Part of the challenge of creating a framework for a business case for digital health was learning to assign dollar values to concepts such as AI in healthcare, consumer experience, staff retention, and hope, she said.
“If your staff is in a place where there is potential for precision medicine, for example, there’s actually a value you can ascribe to that because you get lower staff turnover,” said Professor Sullivan.
Building a business case for a digital health solution that provided value to the system as a whole required health economics, not accountancy, she told the software industry delegates.
“It requires a view beyond payoff,” she said.
“In an ideal accounting scenario, the profit goes back to the payer. In a complex system transformation such as we’re talking about, the benefits often accrue to different players.
“The financial return may be to the consumer and not to whoever pays for the technology.
“Is that a bad thing?

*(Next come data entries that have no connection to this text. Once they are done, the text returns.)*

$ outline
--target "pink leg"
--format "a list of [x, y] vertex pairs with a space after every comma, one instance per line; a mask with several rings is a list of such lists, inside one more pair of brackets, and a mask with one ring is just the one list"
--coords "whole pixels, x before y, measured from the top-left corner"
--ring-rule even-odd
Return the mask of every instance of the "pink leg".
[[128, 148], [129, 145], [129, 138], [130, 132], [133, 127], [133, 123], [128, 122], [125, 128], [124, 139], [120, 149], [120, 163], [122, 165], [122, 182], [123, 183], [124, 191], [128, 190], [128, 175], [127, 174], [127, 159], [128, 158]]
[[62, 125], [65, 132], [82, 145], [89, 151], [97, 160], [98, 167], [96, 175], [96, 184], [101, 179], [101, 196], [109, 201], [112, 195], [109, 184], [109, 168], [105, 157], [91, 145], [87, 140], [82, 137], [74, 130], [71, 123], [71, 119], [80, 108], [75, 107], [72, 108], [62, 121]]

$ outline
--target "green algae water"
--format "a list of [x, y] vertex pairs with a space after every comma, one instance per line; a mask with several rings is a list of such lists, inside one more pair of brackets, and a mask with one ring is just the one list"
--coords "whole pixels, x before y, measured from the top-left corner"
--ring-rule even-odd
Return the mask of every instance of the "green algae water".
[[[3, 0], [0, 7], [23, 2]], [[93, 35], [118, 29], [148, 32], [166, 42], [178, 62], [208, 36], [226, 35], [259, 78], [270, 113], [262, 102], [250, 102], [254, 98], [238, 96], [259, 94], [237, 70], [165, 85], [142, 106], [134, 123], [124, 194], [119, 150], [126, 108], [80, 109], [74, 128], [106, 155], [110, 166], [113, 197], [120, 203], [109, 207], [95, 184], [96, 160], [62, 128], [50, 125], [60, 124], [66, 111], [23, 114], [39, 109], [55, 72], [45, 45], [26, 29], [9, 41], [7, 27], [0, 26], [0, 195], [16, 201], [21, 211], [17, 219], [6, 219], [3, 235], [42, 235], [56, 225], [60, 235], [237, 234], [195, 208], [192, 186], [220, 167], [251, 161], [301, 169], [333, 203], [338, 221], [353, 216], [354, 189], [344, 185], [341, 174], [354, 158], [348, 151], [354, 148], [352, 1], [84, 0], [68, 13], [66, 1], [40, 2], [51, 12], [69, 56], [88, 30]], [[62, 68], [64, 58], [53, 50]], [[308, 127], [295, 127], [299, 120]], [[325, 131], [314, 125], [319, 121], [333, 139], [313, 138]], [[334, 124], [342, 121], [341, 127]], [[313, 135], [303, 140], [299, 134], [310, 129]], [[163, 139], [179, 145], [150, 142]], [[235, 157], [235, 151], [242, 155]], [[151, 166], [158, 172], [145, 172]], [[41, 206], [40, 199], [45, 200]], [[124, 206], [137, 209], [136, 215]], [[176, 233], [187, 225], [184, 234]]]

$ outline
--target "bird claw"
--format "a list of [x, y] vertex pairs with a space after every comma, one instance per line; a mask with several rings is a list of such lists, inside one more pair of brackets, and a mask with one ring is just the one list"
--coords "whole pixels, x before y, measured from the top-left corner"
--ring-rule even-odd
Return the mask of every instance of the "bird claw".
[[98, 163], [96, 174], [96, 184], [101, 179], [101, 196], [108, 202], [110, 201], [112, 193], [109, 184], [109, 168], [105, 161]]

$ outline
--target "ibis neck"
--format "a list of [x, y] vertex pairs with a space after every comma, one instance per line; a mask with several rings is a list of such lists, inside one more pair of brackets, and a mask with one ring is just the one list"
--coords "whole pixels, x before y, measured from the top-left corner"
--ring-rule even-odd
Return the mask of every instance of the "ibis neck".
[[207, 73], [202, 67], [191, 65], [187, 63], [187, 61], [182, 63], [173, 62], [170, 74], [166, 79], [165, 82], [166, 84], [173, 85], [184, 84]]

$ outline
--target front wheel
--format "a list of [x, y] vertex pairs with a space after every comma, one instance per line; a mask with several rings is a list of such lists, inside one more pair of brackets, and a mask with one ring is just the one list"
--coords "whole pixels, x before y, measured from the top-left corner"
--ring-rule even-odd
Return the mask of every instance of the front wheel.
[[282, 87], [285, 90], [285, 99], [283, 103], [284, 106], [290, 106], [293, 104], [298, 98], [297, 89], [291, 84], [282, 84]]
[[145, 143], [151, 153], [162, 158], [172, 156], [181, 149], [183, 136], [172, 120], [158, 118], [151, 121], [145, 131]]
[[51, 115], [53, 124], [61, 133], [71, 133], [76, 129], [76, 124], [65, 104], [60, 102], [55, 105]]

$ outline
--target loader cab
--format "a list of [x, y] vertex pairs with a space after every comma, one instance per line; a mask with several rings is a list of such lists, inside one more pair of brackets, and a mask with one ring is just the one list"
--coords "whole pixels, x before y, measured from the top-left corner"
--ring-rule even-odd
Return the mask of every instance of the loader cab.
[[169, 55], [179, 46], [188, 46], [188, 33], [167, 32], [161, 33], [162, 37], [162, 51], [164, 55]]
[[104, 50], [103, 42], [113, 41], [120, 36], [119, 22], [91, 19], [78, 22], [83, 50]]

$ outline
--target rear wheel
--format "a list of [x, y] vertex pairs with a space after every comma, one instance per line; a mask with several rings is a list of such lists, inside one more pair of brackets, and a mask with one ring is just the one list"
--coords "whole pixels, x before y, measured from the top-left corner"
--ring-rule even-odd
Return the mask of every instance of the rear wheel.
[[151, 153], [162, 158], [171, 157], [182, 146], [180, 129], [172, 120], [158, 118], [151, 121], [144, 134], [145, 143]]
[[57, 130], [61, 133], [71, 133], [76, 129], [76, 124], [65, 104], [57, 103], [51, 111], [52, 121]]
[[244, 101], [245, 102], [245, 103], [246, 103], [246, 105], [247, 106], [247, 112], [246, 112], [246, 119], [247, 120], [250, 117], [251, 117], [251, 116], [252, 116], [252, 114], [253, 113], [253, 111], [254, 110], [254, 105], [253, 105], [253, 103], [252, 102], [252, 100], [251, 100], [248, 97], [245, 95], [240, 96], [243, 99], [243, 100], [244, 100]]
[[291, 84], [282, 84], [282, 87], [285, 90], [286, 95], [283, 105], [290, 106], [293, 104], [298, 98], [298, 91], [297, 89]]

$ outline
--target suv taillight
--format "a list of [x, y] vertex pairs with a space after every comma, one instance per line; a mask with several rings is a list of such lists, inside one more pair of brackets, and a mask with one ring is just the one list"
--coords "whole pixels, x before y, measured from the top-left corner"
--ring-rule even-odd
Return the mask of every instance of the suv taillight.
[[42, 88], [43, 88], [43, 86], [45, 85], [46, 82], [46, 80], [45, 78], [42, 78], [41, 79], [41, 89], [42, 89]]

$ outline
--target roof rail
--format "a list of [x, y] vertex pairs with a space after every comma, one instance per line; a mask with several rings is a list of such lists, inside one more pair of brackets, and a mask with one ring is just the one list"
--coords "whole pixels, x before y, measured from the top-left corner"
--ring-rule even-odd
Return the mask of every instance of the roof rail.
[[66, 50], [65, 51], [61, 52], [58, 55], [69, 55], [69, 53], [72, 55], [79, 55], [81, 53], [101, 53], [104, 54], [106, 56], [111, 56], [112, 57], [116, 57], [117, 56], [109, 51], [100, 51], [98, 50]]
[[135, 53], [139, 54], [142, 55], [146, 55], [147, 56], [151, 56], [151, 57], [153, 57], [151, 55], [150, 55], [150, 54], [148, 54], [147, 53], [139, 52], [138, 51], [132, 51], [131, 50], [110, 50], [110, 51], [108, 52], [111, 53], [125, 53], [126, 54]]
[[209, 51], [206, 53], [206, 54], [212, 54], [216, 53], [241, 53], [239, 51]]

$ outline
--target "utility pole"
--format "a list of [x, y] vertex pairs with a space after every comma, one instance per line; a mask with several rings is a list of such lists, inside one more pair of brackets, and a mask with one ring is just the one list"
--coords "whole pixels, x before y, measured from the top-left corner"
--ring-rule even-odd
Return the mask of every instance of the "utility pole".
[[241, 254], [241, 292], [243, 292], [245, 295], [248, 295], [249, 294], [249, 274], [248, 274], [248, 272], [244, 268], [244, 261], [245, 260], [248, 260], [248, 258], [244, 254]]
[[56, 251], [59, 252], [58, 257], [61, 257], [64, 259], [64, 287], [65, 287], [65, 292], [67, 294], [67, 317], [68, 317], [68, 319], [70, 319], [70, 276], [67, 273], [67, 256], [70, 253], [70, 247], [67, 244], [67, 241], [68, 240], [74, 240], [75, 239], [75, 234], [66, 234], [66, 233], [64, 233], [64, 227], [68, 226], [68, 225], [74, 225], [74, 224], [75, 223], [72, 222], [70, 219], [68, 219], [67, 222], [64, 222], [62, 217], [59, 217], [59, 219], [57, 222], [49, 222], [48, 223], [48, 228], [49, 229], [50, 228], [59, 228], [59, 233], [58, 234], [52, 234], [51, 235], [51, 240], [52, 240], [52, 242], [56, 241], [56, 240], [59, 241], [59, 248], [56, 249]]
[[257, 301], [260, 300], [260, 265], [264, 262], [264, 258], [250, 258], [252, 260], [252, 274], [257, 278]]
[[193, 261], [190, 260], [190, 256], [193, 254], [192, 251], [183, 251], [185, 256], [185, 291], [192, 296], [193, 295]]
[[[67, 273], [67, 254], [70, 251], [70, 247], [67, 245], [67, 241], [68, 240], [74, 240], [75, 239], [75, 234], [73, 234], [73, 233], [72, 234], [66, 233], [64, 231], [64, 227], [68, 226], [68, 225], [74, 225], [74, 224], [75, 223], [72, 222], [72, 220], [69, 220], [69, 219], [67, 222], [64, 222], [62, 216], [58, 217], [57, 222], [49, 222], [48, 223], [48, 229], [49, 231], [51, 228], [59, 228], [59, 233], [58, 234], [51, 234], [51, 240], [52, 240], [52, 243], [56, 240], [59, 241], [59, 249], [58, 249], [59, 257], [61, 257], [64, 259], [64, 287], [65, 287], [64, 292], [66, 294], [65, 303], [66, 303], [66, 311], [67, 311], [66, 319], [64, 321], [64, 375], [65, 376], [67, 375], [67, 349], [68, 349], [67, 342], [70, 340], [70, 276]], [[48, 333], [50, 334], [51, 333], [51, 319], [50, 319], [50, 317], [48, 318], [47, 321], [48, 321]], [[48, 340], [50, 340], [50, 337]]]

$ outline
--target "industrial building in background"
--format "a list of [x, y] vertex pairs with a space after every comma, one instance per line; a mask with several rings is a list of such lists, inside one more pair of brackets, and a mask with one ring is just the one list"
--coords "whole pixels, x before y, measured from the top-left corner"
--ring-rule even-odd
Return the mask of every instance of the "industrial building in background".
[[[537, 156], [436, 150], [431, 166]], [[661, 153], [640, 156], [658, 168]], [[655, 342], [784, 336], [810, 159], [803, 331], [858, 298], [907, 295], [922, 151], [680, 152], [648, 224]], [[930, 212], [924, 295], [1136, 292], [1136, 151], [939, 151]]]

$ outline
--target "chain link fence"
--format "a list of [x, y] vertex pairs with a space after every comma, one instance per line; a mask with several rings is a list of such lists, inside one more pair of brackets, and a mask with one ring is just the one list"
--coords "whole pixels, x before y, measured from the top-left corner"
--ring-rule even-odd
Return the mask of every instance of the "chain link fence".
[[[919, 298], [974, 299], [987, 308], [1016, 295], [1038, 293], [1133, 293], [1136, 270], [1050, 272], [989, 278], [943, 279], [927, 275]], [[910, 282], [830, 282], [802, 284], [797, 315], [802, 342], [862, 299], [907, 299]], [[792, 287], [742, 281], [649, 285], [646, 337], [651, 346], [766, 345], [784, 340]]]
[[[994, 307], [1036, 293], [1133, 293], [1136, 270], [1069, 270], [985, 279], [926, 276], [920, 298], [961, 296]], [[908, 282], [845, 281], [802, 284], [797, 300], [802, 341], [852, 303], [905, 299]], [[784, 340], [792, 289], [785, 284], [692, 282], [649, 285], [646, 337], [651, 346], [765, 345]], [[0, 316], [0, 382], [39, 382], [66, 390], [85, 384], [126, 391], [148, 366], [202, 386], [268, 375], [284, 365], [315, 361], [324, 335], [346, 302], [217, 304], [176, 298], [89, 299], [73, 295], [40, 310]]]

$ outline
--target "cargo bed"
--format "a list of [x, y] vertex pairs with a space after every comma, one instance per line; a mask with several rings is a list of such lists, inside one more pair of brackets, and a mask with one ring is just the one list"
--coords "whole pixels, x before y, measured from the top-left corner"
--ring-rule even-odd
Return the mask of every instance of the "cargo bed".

Probably not, because if your consumer is receiving a financial return or saving, they’re more likely to use the system.
“It’s a different way of thinking.”
The other important factor was what Professor Sullivan called the “counterfactual model”.
“It’s expensive to do [digital health], but how much will it cost you not to do it?” she said.
“If you’re not going to use digital technology in 2025, you will not be able to do artificial intelligence in healthcare, and you will not be able to do precision medicine.”
Professor Sullivan concluded with a challenge for the medical software industry.
“This shift in thinking isn’t easy,” she said. “But if we really want digital health to become mainstream, that’s the way that we have to evolve.
“If you are in the business of creating solutions for healthcare, I want you to not only think about the fit of your solution to the problem. I want you think about the fit of your solution to the system.
“I started out trying to solve a particular clinical problem, and realised I wasn’t going to get very far unless I broadened my thinking and understood not just the problem I was trying to solve, but the system I was trying to fix.”
The MSIA summit was held in Brisbane on Friday 25 July.